Я должен был согласиться с этим. В нашем классе было много парней, интересующихся Роуг, но хрена с два, — никто из нас не подпустит их к ней. Фокс последовал за Питером Диркином домой на прошлой неделе после того, как тот опубликовал фотографию, на которой он и Роуг вместе занимаются математикой, с подписью «Мне нравится заниматься математикой с этой девушкой». Каламбур с мастурбацией не был упущен, и на следующий день он пришел в школу с разбитым лицом и утратившим интересом к нашей девочке.
Мы забрались в машину, и Роуг села мне на колени, а ее пальцы все еще скользили по мне так, что мой пульс учащался и танцевал. Везде, где касались ее руки, я чувствовал жжение, но я был зависим от такой боли. Я ненавидел, когда она видела меня слабым, поэтому даже не морщился, но я терялся в ее ласках и от того, как она нахмурила брови, как будто могла чувствовать каждую мою боль.
Джей-Джей включил «Billionaire» Travie McCoy и Bruno Mars, и вскоре мы все подпевали во весь голос, а мое сердце было так переполнено, что я совсем забыл об отце и страхе вернуться в тот дом, где он отнимет у меня счастье кусочек за кусочком. Но я всегда возвращал его обратно, когда был со своими друзьями. Они были единственным лекарством, в котором я нуждался для любой раны. Я бы сделал для них все, и я был почти уверен, что они сделают все для меня. И я понял, что не променял бы это ни на какие богатства вселенной.
Моя голова была тяжелой, пульсировала, а в затылке стоял грохочущий шум, который не прекращался с тех пор, как Шон в последний раз избил меня несколько дней назад. Я сидел на полу, прислонившись спиной к холодной каменной стене, а мои босые ноги были прижаты к не менее холодному полу, пока я пытался вызвать солнечное тепло из своего прошлого, уверенный, что уже забыл, как оно ощущается.
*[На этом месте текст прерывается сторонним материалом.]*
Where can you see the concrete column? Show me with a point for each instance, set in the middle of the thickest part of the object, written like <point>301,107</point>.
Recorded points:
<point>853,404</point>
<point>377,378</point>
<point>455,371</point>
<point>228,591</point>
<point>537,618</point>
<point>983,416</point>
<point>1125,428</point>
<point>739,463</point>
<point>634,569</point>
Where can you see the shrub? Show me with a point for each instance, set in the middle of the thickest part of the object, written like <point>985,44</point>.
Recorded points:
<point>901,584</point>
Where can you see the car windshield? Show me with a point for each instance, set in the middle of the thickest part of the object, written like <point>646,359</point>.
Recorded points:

Правая сторона моего лица болела так сильно, что я не мог дотронуться до нее, не вызывая ощущения, будто огонь пронзает мою плоть. Но иногда я все же прикасался, пытаясь понять, насколько сильно повреждена эта часть теперь, когда через мой правый глаз проходили две грубые вырезанные борозды в форме Х. Каждый раз, когда рана пыталась зажить, Шон заботился о том, чтобы этого не произошло, так что теперь я ослеп на один глаз, а эта область лица была опухшей и чертовски невыносимо болела. Но мне было плевать. Я и так был мертвецом, и просто ждал, когда Шону надоест вытягивать из меня правду, которую я никогда не выдам.
Я не был уверен, как долго я здесь, но, должно быть, прошли недели, а значит, мое время было на исходе. Я знал правила игры, я был по другую сторону баррикад несколько раз в своей жизни. Ты даешь человеку время сломаться, но в конце концов тебе приходится смириться и нажать на курок. По большей части меня целыми днями оставляли здесь одного, в холоде и темноте, без ничего, кроме ведра, в которое можно было помочиться, и бутерброда с сыром, который дважды в день просовывали в дверь. Это была стальная дверь, и иногда я слышал женский голос по другую сторону от нее, который, казалось, звал меня, но я не отвечал.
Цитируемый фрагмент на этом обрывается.